Rwanda’s capital city Kigali is often described as one of the cleanest and most organised cities in Africa. The cleanliness is often attributed to the ban on non-degradable plastics which was introduced in 2008. Sprawling across numerous hilltops, valleys and ridges, this safe and vibrant city has undergone many changes in the years since the genocide which devastated the country in 1994.
The superbly curated Kigali Genocide Memorial provides an emotional and thought-provoking opportunity to understand more about the events leading up to the genocide, as well as the 100 days during which around one million Tutsi and moderate Hutus were killed, and the peace and reconciliation process which has been ongoing ever since. The Memorial is also the final resting place of over 250,000 people who died during the genocide.

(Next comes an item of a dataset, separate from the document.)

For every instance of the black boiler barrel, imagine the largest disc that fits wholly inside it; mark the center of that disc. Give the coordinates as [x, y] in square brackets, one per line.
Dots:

Nowadays, there is a busy arts and music scene in the city as well as a Natural History Museum housing the stuffed skeleton of a huge crocodile which terrorised a village at Lake Muhaze and which was found to have a pair of shoes in its stomach!
There are a number of art and craft galleries while a wide range of restaurants caters for food lovers of all tastes and budgets. The city boasts two golf courses and visitors are welcome.
Kigali has a tropical climate, with temperatures ranging from 16 C to 28 C on average, and little variation month by month. April is the wettest month and July the driest, with the city experiencing an average of 122 rainy days a year. It’s suitable to visit at any time of the year.
Size and accessibility:
Kigali has a population of approximately 1.2 million people. It’s quite centrally located within Rwanda.
From the Uganda/Rwanda border at Katuna (Gatuna on the Rwandan side) it’s around 2 hours drive to Kigali.
The international airport has regular flights to and from many European and other cities and RwandAir offers direct flights to and from Entebbe in Uganda, daily.